The North, which agreed in principle last week to disable its nuclear facilities, has been working to develop a nuclear warhead for the Nodong since at least 1994, say the report's authors, David Albright and Paul Brannan.
It is also suspected to have obtained warhead designs from Pakistan's rogue nuclear scientist Abdul Qadeer Khan.
“North Korea is judged capable of putting a crude (nuclear) warhead on a Nodong missile,” says the report, which follows a visit by former UN nuclear inspector Albright and former State Department official Joel Wit to Pyongyang early this month.
The Nodong, a variant of the Soviet Scud with a potential range of 1,000-1,300 km (625-800 miles), could reach parts of Japan.
But the report says the warhead may not be reliable and may have a relatively low yield.
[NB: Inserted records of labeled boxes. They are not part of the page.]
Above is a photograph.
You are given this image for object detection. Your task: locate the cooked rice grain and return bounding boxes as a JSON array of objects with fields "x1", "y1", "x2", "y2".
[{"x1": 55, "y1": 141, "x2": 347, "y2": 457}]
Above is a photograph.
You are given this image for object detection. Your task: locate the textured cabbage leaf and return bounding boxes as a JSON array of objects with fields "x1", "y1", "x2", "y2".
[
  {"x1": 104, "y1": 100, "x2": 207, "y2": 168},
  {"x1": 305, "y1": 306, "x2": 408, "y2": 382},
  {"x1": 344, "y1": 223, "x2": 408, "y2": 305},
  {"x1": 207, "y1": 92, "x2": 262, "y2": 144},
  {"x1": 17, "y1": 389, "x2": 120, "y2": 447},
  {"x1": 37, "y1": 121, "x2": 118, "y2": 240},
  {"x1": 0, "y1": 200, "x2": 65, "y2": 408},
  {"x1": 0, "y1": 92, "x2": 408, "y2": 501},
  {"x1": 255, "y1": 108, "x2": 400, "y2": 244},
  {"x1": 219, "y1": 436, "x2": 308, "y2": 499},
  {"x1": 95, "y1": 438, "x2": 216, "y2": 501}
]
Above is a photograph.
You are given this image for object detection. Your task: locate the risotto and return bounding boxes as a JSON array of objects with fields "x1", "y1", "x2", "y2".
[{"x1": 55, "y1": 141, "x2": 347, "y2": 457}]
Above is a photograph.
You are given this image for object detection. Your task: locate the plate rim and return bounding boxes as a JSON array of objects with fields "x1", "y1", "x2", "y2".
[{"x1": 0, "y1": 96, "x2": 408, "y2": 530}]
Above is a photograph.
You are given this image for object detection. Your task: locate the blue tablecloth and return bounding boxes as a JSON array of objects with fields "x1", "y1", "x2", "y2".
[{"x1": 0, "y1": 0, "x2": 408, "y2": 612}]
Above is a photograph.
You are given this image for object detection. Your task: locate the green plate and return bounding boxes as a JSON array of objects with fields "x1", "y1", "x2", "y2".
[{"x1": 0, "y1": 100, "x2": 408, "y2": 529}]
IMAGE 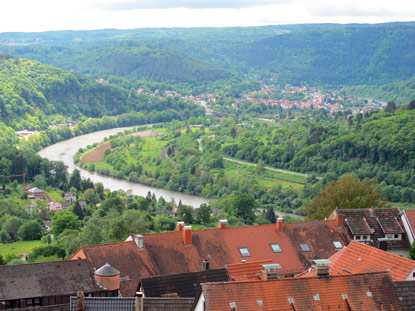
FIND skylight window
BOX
[300,243,311,252]
[270,243,282,253]
[239,247,251,257]
[333,241,343,249]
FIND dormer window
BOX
[300,243,311,252]
[270,243,282,254]
[238,247,251,257]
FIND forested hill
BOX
[0,53,133,125]
[0,41,232,84]
[0,53,204,132]
[0,22,415,88]
[344,77,415,105]
[236,23,415,86]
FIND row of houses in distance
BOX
[0,209,415,310]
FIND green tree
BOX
[3,216,25,239]
[265,206,277,224]
[409,242,415,260]
[0,229,12,244]
[385,101,396,113]
[230,193,257,223]
[304,175,387,220]
[197,203,212,224]
[17,218,45,241]
[52,210,81,237]
[69,169,81,191]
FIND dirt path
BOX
[82,143,111,162]
[223,157,321,179]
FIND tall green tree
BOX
[230,193,258,223]
[304,175,388,220]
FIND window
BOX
[239,247,251,257]
[270,243,282,253]
[300,243,311,252]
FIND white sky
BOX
[0,0,415,32]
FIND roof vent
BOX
[183,226,192,246]
[276,217,284,232]
[177,221,184,231]
[262,263,281,281]
[313,259,331,277]
[134,234,144,249]
[218,219,228,229]
[94,263,120,291]
[369,208,375,217]
[202,259,210,271]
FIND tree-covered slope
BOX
[235,23,415,86]
[0,54,133,125]
[344,78,415,105]
[0,53,203,129]
[0,41,232,83]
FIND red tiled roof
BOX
[329,241,415,281]
[197,272,401,311]
[403,210,415,238]
[226,259,272,281]
[71,221,350,296]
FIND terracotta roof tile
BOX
[226,259,272,281]
[71,221,350,296]
[198,272,401,311]
[335,208,404,238]
[0,260,102,300]
[329,241,415,281]
[393,281,415,311]
[403,210,415,243]
[139,269,228,298]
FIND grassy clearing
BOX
[0,241,41,256]
[225,162,303,189]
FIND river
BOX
[38,127,209,208]
[38,127,302,218]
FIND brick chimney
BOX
[135,292,144,311]
[218,219,228,229]
[202,259,210,271]
[177,221,184,231]
[312,259,330,277]
[262,264,281,281]
[76,291,85,311]
[336,214,344,228]
[182,226,192,246]
[134,234,144,249]
[94,263,120,291]
[276,217,284,232]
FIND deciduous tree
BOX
[304,175,387,220]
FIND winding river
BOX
[38,127,303,218]
[38,127,209,208]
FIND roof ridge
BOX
[203,270,389,285]
[352,240,415,265]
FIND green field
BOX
[0,241,41,256]
[224,161,306,188]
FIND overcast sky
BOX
[0,0,415,32]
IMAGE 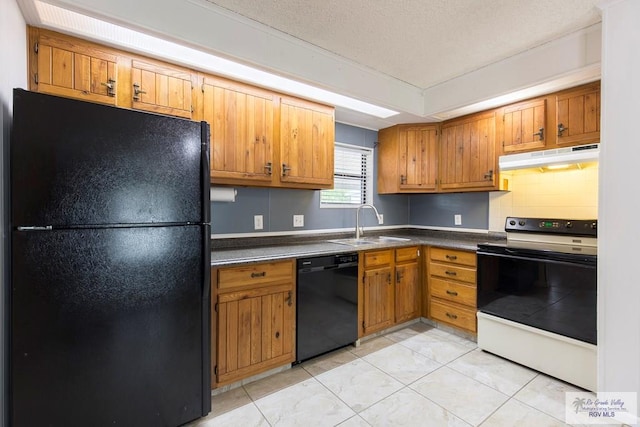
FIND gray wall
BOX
[0,0,27,425]
[211,123,409,235]
[409,192,489,230]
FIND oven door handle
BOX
[477,248,596,267]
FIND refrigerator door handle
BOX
[16,225,53,231]
[200,122,211,224]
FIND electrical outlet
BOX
[253,215,264,230]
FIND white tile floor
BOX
[190,323,620,427]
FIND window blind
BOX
[320,144,373,206]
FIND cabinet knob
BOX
[100,79,116,96]
[133,83,147,101]
[533,128,544,141]
[558,123,569,136]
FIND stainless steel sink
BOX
[328,236,411,246]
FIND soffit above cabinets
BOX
[16,0,601,129]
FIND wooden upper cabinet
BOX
[554,82,600,146]
[378,125,440,194]
[29,27,118,105]
[498,98,549,153]
[131,59,194,119]
[439,111,497,191]
[277,97,335,189]
[202,76,276,185]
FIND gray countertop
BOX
[211,229,504,266]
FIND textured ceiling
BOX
[207,0,600,89]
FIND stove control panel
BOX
[504,217,598,237]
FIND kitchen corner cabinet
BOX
[426,247,477,333]
[550,81,600,148]
[277,96,335,189]
[378,125,440,194]
[211,260,296,388]
[201,76,277,185]
[29,27,119,105]
[439,111,497,192]
[358,247,420,337]
[497,98,549,154]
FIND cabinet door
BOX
[555,82,600,146]
[279,97,335,188]
[131,59,193,119]
[215,285,295,385]
[362,267,394,335]
[395,261,420,323]
[202,77,274,185]
[30,28,118,105]
[398,126,438,192]
[439,111,497,191]
[501,99,547,153]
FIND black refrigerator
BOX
[7,89,211,427]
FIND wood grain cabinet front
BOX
[439,111,498,191]
[276,96,335,189]
[211,260,296,388]
[201,76,277,186]
[131,58,192,119]
[554,81,600,147]
[358,246,421,337]
[29,27,119,105]
[378,125,440,194]
[427,247,476,333]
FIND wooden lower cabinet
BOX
[425,247,477,333]
[211,260,296,388]
[358,246,421,337]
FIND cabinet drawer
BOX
[429,277,476,308]
[430,248,476,267]
[364,250,393,268]
[429,262,476,286]
[429,299,476,332]
[396,246,418,262]
[218,261,294,289]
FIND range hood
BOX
[498,144,600,171]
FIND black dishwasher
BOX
[296,253,358,363]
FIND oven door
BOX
[477,244,597,345]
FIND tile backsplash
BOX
[489,164,598,231]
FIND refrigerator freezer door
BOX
[11,225,210,427]
[10,89,209,227]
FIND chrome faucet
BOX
[356,203,382,240]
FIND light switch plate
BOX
[253,215,264,230]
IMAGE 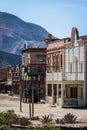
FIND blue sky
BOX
[0,0,87,38]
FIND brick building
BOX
[12,65,21,94]
[22,44,46,102]
[45,28,87,107]
[0,66,12,92]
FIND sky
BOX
[0,0,87,38]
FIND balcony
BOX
[63,98,84,108]
[46,72,84,81]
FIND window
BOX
[60,55,63,68]
[80,61,83,73]
[69,62,72,73]
[48,84,52,96]
[37,55,46,63]
[71,87,78,98]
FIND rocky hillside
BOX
[0,51,22,68]
[0,12,48,54]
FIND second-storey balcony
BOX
[46,72,84,81]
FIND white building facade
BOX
[46,28,87,107]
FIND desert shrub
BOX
[55,118,64,124]
[41,115,52,123]
[0,125,11,130]
[19,117,31,126]
[63,113,77,123]
[27,125,34,130]
[29,116,39,120]
[41,123,56,130]
[0,110,18,126]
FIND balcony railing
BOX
[46,72,84,81]
[63,98,78,107]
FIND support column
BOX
[61,84,64,107]
[56,84,59,105]
[52,84,54,105]
[46,84,48,102]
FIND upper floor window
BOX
[80,61,83,73]
[69,62,72,73]
[37,55,46,63]
[60,54,63,68]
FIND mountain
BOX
[0,51,22,68]
[0,12,48,54]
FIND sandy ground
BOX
[0,94,87,122]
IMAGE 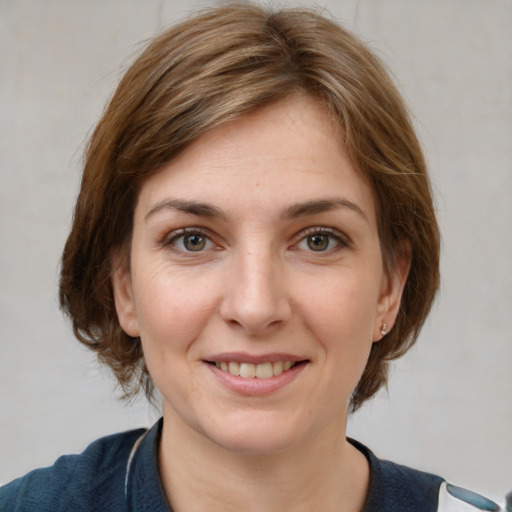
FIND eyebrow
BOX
[144,198,368,221]
[144,199,227,220]
[283,198,368,221]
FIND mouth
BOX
[208,360,307,379]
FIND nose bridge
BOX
[222,242,291,334]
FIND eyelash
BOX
[294,227,350,255]
[162,226,350,256]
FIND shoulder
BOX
[0,429,145,512]
[350,440,502,512]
It estimates that North Korea, which conducted its first nuclear test last October, has an estimated plutonium stockpile of 46-64 kilograms (101-141 pounds) of plutonium, of which 28-50 kilograms are estimated to be in separated form and usable in nuclear weapons.
The vast majority of the separated plutonium, it says, has been produced since a 1994 deal with the United States to shut down the Yongbyon plutonium-producing reactor collapsed in late 2002.
The 1994 Agreed Framework collapsed when the United States accused the North of cheating on it by running a secret highly enriched uranium programme, something the North has publicly denied.
Under the new deal reached last week during six-nation talks in Beijing, the North agreed to disable its nuclear facilities in exchange for energy aid.
As a first step it will shut down and seal Yongbyon within 60 days, re-admit UN nuclear inspectors and receive 50,000 tons of heavy fuel oil or equivalent aid in return.
Action to permanently disable the nuclear facilities would be rewarded with up to 950,000 tons of heavy oil or other aid.
Critics say the deal does not immediately address either the North's existing nuclear weapons and plutonium stockpile or its suspected uranium-based programme. Supporters say it is a good first step.